Fear & Loathing USR is now available on RPGNow

With the edition of Fear & Loathing USR up on RPGNow Vanishing Tower Press has four publications, one adventure and three genre specific rule books, available cheaply for download.

One more rules hack of Scott Malthouse's excellent rules lite system Unbelievably Simple Roleplaying game, Anthropomorphic USR, will be done shortly then the adventures for each of these game systems will start to appear.

WU01 Broke Down in Bug Town and GZ01 Fear & Loathing in Fat City will be first in line for release. One for Western USR, the other for this here Fear & Loathing USR.

The one adventure out so far is for USR Sword & Sorcery and it includes Crypt Keeper ref sheets as well as a character sheet.

Thanks Scott for letting me release my own game products utilizing your great game mechanics!


Friday, July 8

Shrine of the Keepers includes Crypt Keeper Ref Sheets

as well as a simple character sheet. It is a straight forward site based adventure and if you are familiar with the tales of Conan the Barbarian you will find familiar tropes. You will enjoy Shrine of the Keepers if you want to play a sword and sorcery adventure fast and the players need to create characters too. Scott Malthouse's free Unbelievably Simple Roleplaying rules are a breeze to pick up and character creation can be finished in three to five minutes.

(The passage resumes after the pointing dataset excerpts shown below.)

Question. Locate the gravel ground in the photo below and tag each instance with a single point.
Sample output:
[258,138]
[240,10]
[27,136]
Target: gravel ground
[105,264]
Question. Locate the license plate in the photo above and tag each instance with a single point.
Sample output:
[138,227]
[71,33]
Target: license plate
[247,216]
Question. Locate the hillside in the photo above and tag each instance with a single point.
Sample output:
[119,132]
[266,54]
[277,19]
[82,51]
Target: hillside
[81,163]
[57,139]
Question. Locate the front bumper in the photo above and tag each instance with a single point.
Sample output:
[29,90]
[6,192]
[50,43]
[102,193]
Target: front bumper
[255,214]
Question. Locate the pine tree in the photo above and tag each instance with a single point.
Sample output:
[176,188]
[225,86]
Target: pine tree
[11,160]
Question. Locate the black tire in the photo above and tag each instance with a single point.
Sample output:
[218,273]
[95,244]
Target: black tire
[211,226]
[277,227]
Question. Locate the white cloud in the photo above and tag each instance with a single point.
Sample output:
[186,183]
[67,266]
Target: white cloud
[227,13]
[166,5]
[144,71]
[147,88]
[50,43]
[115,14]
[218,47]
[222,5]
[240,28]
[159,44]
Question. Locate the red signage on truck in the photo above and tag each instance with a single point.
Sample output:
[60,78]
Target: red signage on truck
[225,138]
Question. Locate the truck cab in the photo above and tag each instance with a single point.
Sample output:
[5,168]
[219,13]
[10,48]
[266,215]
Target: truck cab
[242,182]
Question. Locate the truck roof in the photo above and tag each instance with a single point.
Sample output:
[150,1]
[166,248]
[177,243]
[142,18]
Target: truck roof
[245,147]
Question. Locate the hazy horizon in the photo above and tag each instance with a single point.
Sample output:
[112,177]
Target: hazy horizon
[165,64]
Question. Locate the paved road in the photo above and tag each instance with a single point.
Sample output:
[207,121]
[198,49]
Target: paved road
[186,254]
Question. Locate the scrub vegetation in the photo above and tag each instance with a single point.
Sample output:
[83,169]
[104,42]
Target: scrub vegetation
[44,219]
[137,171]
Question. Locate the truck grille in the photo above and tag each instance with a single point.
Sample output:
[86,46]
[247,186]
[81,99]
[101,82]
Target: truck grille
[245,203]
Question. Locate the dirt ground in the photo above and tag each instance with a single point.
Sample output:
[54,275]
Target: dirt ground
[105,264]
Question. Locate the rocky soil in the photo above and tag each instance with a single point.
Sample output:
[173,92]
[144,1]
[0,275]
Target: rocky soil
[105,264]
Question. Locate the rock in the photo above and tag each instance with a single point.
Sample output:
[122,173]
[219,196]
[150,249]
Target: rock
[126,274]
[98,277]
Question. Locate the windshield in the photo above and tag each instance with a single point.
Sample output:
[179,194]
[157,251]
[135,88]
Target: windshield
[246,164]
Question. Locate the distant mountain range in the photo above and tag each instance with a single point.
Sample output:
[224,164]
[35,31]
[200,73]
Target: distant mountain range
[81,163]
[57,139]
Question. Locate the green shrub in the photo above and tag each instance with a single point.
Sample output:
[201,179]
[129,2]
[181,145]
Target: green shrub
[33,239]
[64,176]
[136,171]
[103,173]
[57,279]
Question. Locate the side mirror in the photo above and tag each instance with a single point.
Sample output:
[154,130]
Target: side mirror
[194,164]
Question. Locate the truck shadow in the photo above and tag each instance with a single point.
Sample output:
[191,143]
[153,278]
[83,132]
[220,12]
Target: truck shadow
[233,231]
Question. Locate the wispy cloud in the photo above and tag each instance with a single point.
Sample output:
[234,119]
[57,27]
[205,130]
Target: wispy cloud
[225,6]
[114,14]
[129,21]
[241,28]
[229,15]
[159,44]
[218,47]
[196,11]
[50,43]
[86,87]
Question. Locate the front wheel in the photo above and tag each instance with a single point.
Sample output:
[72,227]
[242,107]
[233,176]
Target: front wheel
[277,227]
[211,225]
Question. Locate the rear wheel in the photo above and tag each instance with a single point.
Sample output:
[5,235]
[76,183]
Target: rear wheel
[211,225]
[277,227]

The included ref sheets and character sheet give you enough information to customize a sword and sorcery adventure of your own out of the box. For more detailed options you can see my USR Sword & Sorcery rules I wrote using Scott's great game rules.


Monday, July 4

Western USR is now available on RPGNow

My latest rule book, Western USR,  based on Unbelievably Simple Roleplaying by Scott Malthouse is now available for fifty cents on line as a downloadable PDF. Includes a custom USR character sheet as well. Enjoy!


Wednesday, June 29

USR Sword & Sorcery 3.01 on RPGNow

The USR Sword & Sorcery rule book is now only available at RPGNow All my future game stuff which includes any art will be posted there. I'm trying to respect the Fair Use laws and am repackaging my USR PDF's with non copyrighted art.


Western, Cyberpunk, Fear & Loathing, these will all get a make over and will be coming out shortly. The Western USR rules actually should be available by tomorrow, so stay tuned!




Thursday, June 23

Western USR preview

For those requesting a look at my hack of Scott Malthouse's USR for playing western themed rpg's here you go.




Sunday, June 5

USR NPC Sheet

I just posted a useful NPC character sheet for your USR game to the Summonings page of the blog.




It has two sheets per page and should be printed longways (landscape).